#!/usr/bin/env python
# coding: utf-8

# ![MOSEK ApS](https://www.mosek.com/static/images/branding/webgraphmoseklogocolor.png )
# 
# # Linear Regression techniques using MOSEK Fusion API
# 
# 
# Regression is one of the most used techniques in finance, statistic, biology and in general any application where it is necessary to construct models that approximate input data.
# 
# The aim of this tutorial is two-fold:
# 
# 1. to show some modeling techniques to define regression problems;
# 2. to show how to efficiently implement those problems using MOSEK Fusion API.
# 
# 
# This tutorial is largerly based on:
# 
#     [1] Schmelzer, T., Hauser, R., Andersen, E., & Dahl, J. (2013).
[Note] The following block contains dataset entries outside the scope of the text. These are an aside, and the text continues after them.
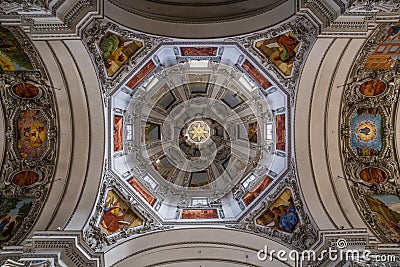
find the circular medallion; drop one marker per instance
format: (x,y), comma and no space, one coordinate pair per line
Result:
(198,132)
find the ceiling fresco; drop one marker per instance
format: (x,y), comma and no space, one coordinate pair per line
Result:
(198,133)
(368,145)
(197,125)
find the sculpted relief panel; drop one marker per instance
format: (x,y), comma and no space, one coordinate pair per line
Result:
(30,133)
(368,139)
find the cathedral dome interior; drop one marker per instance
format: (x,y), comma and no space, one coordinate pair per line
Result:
(199,133)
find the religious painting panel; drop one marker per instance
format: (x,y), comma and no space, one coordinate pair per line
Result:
(372,88)
(198,51)
(25,178)
(387,212)
(256,75)
(198,179)
(373,175)
(198,83)
(117,215)
(199,214)
(142,191)
(256,190)
(25,90)
(152,132)
(32,134)
(366,128)
(281,50)
(388,46)
(281,214)
(141,74)
(12,56)
(116,50)
(118,131)
(164,167)
(235,166)
(280,131)
(12,214)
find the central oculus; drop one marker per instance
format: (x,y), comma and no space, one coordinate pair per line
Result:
(198,132)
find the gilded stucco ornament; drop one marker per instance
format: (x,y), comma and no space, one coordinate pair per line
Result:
(31,138)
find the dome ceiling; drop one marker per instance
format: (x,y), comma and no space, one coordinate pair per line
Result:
(192,126)
(121,138)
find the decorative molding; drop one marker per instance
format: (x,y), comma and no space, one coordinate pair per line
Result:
(52,249)
(386,103)
(13,161)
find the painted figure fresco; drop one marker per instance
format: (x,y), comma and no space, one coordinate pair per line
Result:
(25,178)
(12,57)
(142,73)
(387,212)
(280,131)
(252,131)
(281,51)
(256,190)
(116,50)
(281,214)
(117,215)
(198,179)
(12,213)
(198,51)
(118,130)
(389,45)
(142,190)
(32,134)
(260,79)
(366,127)
(372,88)
(235,167)
(25,90)
(373,175)
(199,214)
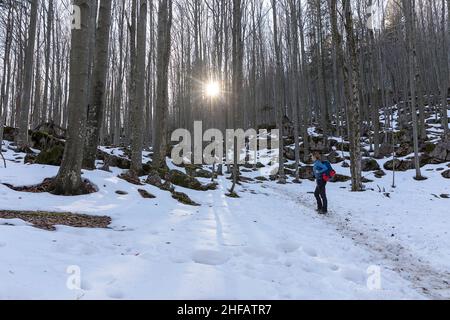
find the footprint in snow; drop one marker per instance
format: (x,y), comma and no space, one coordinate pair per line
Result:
(310,252)
(114,293)
(210,257)
(288,247)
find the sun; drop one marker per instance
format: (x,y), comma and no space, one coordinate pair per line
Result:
(212,89)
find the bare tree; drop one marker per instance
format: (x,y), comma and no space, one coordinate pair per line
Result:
(68,180)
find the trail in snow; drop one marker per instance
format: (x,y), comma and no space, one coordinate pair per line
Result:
(392,254)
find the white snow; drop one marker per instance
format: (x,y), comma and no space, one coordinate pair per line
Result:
(269,244)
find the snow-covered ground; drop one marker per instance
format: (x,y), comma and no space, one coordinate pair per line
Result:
(269,244)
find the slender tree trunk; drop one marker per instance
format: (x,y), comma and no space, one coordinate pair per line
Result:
(98,84)
(137,119)
(22,137)
(68,180)
(353,100)
(162,94)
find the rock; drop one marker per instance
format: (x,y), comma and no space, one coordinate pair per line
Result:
(343,147)
(379,174)
(202,173)
(385,150)
(334,157)
(446,174)
(180,179)
(306,173)
(114,161)
(428,148)
(319,144)
(145,194)
(130,178)
(289,153)
(155,180)
(341,178)
(42,140)
(184,198)
(369,165)
(259,165)
(441,151)
(404,150)
(9,133)
(399,165)
(51,157)
(30,158)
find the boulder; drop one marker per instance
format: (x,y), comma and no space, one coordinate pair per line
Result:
(184,199)
(30,158)
(404,150)
(369,165)
(319,144)
(446,174)
(379,174)
(9,133)
(202,173)
(114,161)
(289,153)
(385,150)
(399,165)
(343,147)
(42,140)
(145,194)
(442,151)
(52,156)
(334,157)
(306,173)
(341,178)
(181,179)
(155,180)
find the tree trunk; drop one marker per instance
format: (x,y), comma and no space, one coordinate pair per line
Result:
(162,94)
(353,101)
(68,180)
(97,89)
(22,137)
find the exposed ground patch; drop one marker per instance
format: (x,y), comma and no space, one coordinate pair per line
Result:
(48,220)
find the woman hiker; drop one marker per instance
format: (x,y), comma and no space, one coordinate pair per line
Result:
(321,194)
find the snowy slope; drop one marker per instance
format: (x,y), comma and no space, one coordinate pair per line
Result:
(269,244)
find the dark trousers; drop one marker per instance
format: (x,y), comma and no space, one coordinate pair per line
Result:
(321,195)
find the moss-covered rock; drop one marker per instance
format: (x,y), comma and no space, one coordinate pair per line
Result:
(52,156)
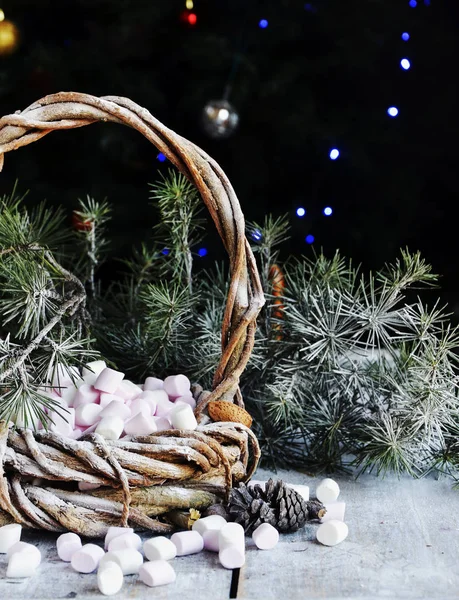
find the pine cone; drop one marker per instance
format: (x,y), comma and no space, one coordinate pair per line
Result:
(277,504)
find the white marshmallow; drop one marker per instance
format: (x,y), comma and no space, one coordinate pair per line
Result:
(177,385)
(105,399)
(9,535)
(67,544)
(128,559)
(116,409)
(110,428)
(265,536)
(140,425)
(87,414)
(157,572)
(162,423)
(18,567)
(140,405)
(127,540)
(335,511)
(153,383)
(211,540)
(159,548)
(109,380)
(327,490)
(85,394)
(187,542)
(86,560)
(231,546)
(332,532)
(303,490)
(128,390)
(29,553)
(114,532)
(110,578)
(210,523)
(182,417)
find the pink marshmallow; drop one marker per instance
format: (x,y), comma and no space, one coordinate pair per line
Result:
(109,380)
(186,400)
(153,383)
(116,409)
(85,394)
(177,385)
(87,414)
(140,425)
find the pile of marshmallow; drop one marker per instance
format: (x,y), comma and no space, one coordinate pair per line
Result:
(122,553)
(100,400)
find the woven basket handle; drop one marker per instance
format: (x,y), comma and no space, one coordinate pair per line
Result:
(68,110)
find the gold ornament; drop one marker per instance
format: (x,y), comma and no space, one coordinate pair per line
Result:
(9,36)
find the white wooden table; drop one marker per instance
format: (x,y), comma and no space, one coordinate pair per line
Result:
(403,543)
Regression techniques for Portfolio Optimisation using MOSEK. arXiv preprint arXiv:1310.3397.
#     [2] Boyd, S., & Vandenberghe, L. (2004). Convex optimization. Cambridge university press.
# 
# 
# The code is written in Python3 and uses the [MOSEK Fusion API](https://mosek.com/documentation).

# In[1]:


import mosek
from mosek.fusion import *
print("MOSEK version", mosek.Env.getversion())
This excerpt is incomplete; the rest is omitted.